Bulgaria is taking significant steps to formalise its player protection infrastructure. The Ministry of Health has officially released a draft regulation for public consultation that would establish a structured fund dedicated to the prevention and treatment of gambling addiction. The move aims to transform the country’s current decentralised approach into a transparent, project-based system.
The proposed framework follows recent legislative changes that mandate annual contributions from all licensed gambling operators toward responsible gambling initiatives. These funds, collected by the National Revenue Agency (NRA), are currently split between the Ministry of Health and the Ministry of Youth and Sports. The new regulation provides the necessary legal mechanism to ensure the health portion of these funds is allocated effectively toward professional medical and educational projects.

A Standardized Approach to Treatment
According to the draft documents released by the Ministry of Health, the new “Ordinance on the Conditions and Procedure for Financing Projects” establishes clear criteria for how state funds can be utilised. The initiative is a direct response to the growing demand for support services; recent data shows that nearly 50,000 citizens have already voluntarily joined the national self-exclusion register.

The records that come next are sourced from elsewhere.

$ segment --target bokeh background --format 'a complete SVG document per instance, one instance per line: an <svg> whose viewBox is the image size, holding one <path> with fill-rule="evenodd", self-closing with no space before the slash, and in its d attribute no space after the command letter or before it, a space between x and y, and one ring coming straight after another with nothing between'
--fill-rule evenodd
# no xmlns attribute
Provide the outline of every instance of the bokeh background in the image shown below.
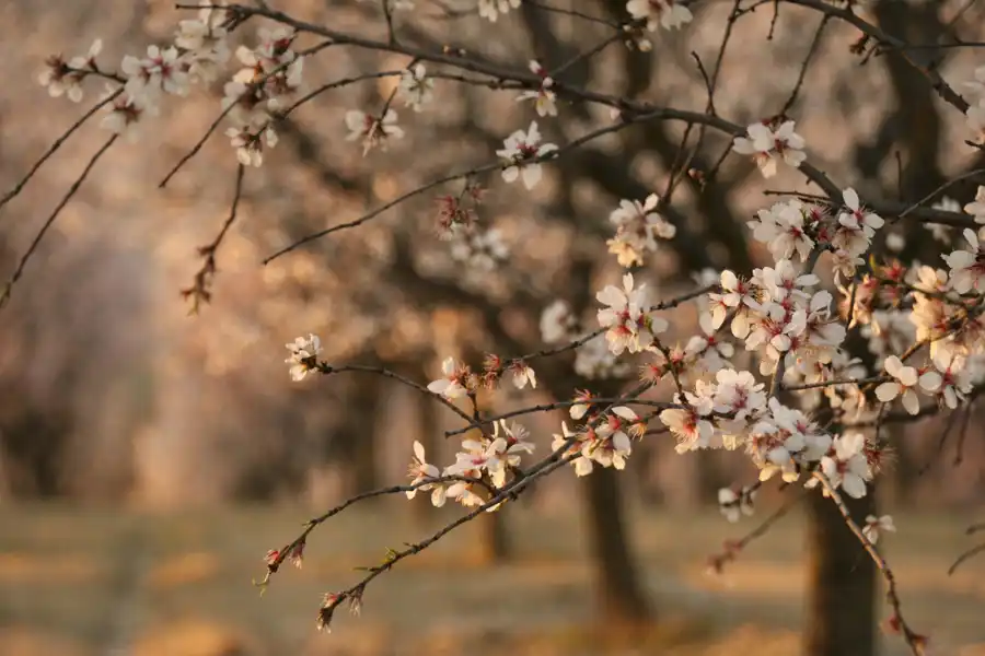
<svg viewBox="0 0 985 656"><path fill-rule="evenodd" d="M276 2L311 22L385 37L378 4ZM406 42L466 47L518 68L533 57L556 67L610 34L533 2L495 28L474 13L418 5L413 17L398 15ZM552 5L625 17L618 1ZM651 56L616 44L565 79L702 109L705 85L691 52L712 65L733 5L695 3L694 23L659 35ZM985 38L976 1L883 1L867 15L911 43ZM89 83L82 106L48 98L35 80L45 57L84 52L101 37L101 61L112 67L166 42L179 17L165 0L0 3L2 188L102 91ZM735 24L716 94L718 112L735 122L783 106L821 21L783 5L767 39L773 17L766 3ZM252 42L254 31L241 30L237 43ZM836 21L825 26L791 110L812 161L864 195L907 200L981 167L961 145L962 117L899 58L862 63L849 50L858 36ZM939 60L948 80L985 63L977 49L914 56ZM305 79L314 86L406 63L331 47L305 63ZM558 472L506 512L408 559L372 584L362 617L336 618L331 635L315 631L321 595L348 587L360 576L354 567L426 537L454 508L437 511L425 499L366 502L317 529L303 570L285 567L258 595L251 579L263 575L264 553L306 518L404 481L414 440L439 462L456 446L441 436L456 427L454 417L392 382L292 384L282 344L315 332L331 362L386 366L420 382L437 377L449 354L477 363L485 352L535 351L544 307L564 298L590 317L591 291L617 280L604 245L609 212L621 198L660 192L680 166L683 126L652 124L568 153L530 194L494 175L482 221L502 232L511 256L489 273L466 274L437 239L437 194L262 266L310 232L491 161L503 137L533 118L512 93L439 83L427 112L395 105L407 137L363 159L345 141L343 116L379 108L394 83L329 92L281 128L263 168L247 172L240 219L218 254L213 301L197 316L178 291L201 265L196 248L228 213L233 151L217 136L165 189L157 185L216 117L221 89L170 104L138 145L111 151L65 210L0 315L0 654L902 653L901 641L874 630L887 611L874 601L868 559L821 504L801 504L722 574L707 575L722 541L784 497L766 491L757 517L729 525L716 492L748 482L749 464L737 454L676 456L667 436L635 448L619 476ZM607 120L607 110L563 104L560 119L541 127L547 141L565 143ZM4 276L104 138L94 125L82 130L0 211ZM705 144L691 163L700 171L728 148L710 133ZM743 222L769 202L764 190L798 185L787 172L764 186L734 159L704 189L685 177L668 212L677 237L639 274L671 296L692 289L703 269L768 261ZM970 178L951 195L967 202L974 186ZM905 257L936 259L939 247L922 227L891 230L906 237ZM679 311L674 335L686 340L695 317L694 308ZM575 376L570 359L542 367L536 393L490 395L484 410L626 384ZM540 448L563 418L525 422ZM963 429L942 447L943 420L894 429L895 462L878 489L880 512L900 527L885 544L907 617L939 654L985 654L985 559L947 574L974 543L964 528L985 514L981 420L974 409L960 418Z"/></svg>

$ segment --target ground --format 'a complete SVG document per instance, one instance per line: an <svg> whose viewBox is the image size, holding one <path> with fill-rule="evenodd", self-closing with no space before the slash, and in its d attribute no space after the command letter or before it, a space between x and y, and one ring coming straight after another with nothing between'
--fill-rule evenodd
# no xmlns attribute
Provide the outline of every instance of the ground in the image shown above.
<svg viewBox="0 0 985 656"><path fill-rule="evenodd" d="M900 531L884 541L907 617L931 634L939 654L985 656L985 555L947 575L954 557L973 544L964 527L983 514L896 513ZM339 612L332 634L320 634L322 594L351 585L360 575L354 567L380 562L387 547L420 539L427 527L406 503L344 513L313 534L303 570L285 567L260 596L251 579L264 573L263 554L297 535L308 516L292 506L0 507L0 654L797 653L803 524L796 514L711 577L706 557L755 518L735 526L710 512L635 509L635 546L662 622L631 641L590 621L579 517L519 506L508 515L514 562L477 563L471 544L479 534L463 528L378 578L361 617ZM885 640L884 653L902 653L899 641Z"/></svg>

- Eligible Applicants: Municipalities, hospitals, schools, and non-governmental organisations (NGOs) will be eligible to apply for funding.
- Prohibited Entities: To ensure neutrality, political parties, religious organisations, and entities with outstanding state debts are strictly barred from participating.
- Measurable Impact: The Ministry will prioritise long-term outreach campaigns, specialised medical treatment, and scientific research over one-off events like concerts or commercial promotions.
The public consultation period for the draft is set to run from March 31 to April 30, 2026, allowing industry stakeholders and healthcare professionals to provide feedback before the regulation is finalised.
Funding and Fiscal Context in Bulgarian Gaming Sector
The timing of this health initiative aligns with a broader fiscal tightening within the Bulgarian gaming sector. From January 2026, the government officially increased the gambling tax from 20% to 25% of GGR. This 5% hike was introduced to help bridge a national budget deficit, but it also ensures a more robust pool of capital for social and health expenditures.
While the tax increase places a higher financial burden on operators, the Ministry of Health emphasised that this specific draft regulation does not introduce new fees. Instead, it creates a transparent pipeline for the distribution of existing mandatory contributions, ensuring that the “polluter pays” principle directly benefits public health.
Regional Cooperation: The Balkan Influence
Bulgaria’s move toward a more regulated, responsible gambling framework is also being viewed through the lens of regional harmonisation. The recent establishment of the Balkan Gaming Federation (BGF) has created a new platform for regulators in the region to share best practices.
Bulgarian officials have reportedly been consulting with their Balkan counterparts to ensure that their addiction treatment standards align with broader European benchmarks. This collaborative approach is seen as essential as Bulgaria prepares for full Eurozone integration, which requires modernised financial and social controls over the Bulgarian gambling sector.
Digital Integration: eHealth Solutions
To complement the new fund, the Ministry has integrated gambling addiction resources into the national eHealth mobile application. Users can now access self-assessment tools, warning sign checklists, and direct links to help centres funded by the new ordinance.
Health officials believe that by combining traditional treatment funding with modern digital accessibility, Bulgaria can better reach younger demographics who may be at risk. As the 2026 regulatory landscape takes shape, Bulgaria is positioning itself as a leader in Balkan player protection, balancing a high-tax environment with a sophisticated social safety net.